I had frequently wondered about my fermenting yeast starter I had gurgling away in a clear growler. I thought, “A starter is nothing more than a jug of fermenting beer. Since I know I don’t want to buy beer from a clear bottle because of the ability for light wavelengths to get in there and wreak havoc with the beer, I should also be concerned about my starter.” I researched it a bit on the internet in various forums but found either inconclusive statements, or no one that really thought/cared about it.
So as I made them and let them sit on a high shelf to be in the warm part of the room, I was always a bit worried about how bright the room was. Finally, I had a genius idea- “Why grab the clear growler for my starter when I have a perfectly good and light-impenetrable brown glass growler sitting right next to it?” With this eureka moment I decided this was so obvious I didn’t know why I didn’t think of it before. So I made a yeast starter in my brown jug.
Moments afterwards, I realized the problem. The dark brown glass was so good at keeping light out that I also couldn’t really see in. So as I pitched the yeast and did my frequent vigorous shakes to aerate, I couldn’t see what was going on in the jug. I couldn’t tell if I had any kind of krausen forming, or if I was totally devoid of life. I wouldn’t know if I had a yeast factory going until the day I dumped it in my beer, so I was suddenly feeling not so bright.

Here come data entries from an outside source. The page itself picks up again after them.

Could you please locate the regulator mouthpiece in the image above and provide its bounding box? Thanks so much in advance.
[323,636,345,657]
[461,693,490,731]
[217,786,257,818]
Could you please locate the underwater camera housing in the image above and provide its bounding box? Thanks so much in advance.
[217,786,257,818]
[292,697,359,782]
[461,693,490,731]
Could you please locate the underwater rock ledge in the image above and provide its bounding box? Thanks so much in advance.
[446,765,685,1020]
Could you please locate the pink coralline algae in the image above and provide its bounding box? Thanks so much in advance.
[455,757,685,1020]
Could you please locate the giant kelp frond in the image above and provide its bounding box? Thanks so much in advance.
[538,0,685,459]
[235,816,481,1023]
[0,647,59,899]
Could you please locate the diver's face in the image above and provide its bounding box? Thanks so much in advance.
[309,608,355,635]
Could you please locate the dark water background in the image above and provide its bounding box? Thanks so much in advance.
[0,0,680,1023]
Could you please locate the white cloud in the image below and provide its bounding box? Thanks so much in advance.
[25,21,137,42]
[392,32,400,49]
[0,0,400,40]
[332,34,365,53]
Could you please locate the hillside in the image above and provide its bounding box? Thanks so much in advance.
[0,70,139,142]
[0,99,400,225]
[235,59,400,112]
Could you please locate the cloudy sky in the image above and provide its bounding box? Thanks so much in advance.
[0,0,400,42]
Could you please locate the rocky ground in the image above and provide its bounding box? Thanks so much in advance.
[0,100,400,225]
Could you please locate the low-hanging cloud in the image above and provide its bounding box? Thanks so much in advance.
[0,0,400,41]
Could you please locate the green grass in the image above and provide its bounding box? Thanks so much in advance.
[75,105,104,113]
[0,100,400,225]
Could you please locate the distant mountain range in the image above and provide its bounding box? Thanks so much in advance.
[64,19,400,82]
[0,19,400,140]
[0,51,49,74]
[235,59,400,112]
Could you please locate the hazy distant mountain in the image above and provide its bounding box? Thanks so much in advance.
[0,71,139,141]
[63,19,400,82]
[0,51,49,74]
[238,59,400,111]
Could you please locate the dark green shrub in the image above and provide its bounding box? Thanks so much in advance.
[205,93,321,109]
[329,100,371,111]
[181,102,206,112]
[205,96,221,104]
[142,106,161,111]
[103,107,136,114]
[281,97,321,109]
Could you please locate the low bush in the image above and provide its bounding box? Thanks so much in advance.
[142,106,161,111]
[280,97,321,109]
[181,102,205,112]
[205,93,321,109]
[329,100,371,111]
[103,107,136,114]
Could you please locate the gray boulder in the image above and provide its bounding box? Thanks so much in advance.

Then, since I’m paranoid of extract flavors sneaking into my beer, I always chill my yeast starter in the fridge for a few days to get the yeast to collect at the bottom and then decant off the extract beer water. This is another time when you want to see what’s inside in your growler. The last thing you want to do after nurturing your little crop of yeast over the last few days is to pour some of it down the drain on brew day.
So don’t do it. Do your yeast starter in a clear or see-through container. If you’re worried about the light getting to it (which I never really could find if this was something to be worried about or not), but it in a box or wrap it with a towel or something.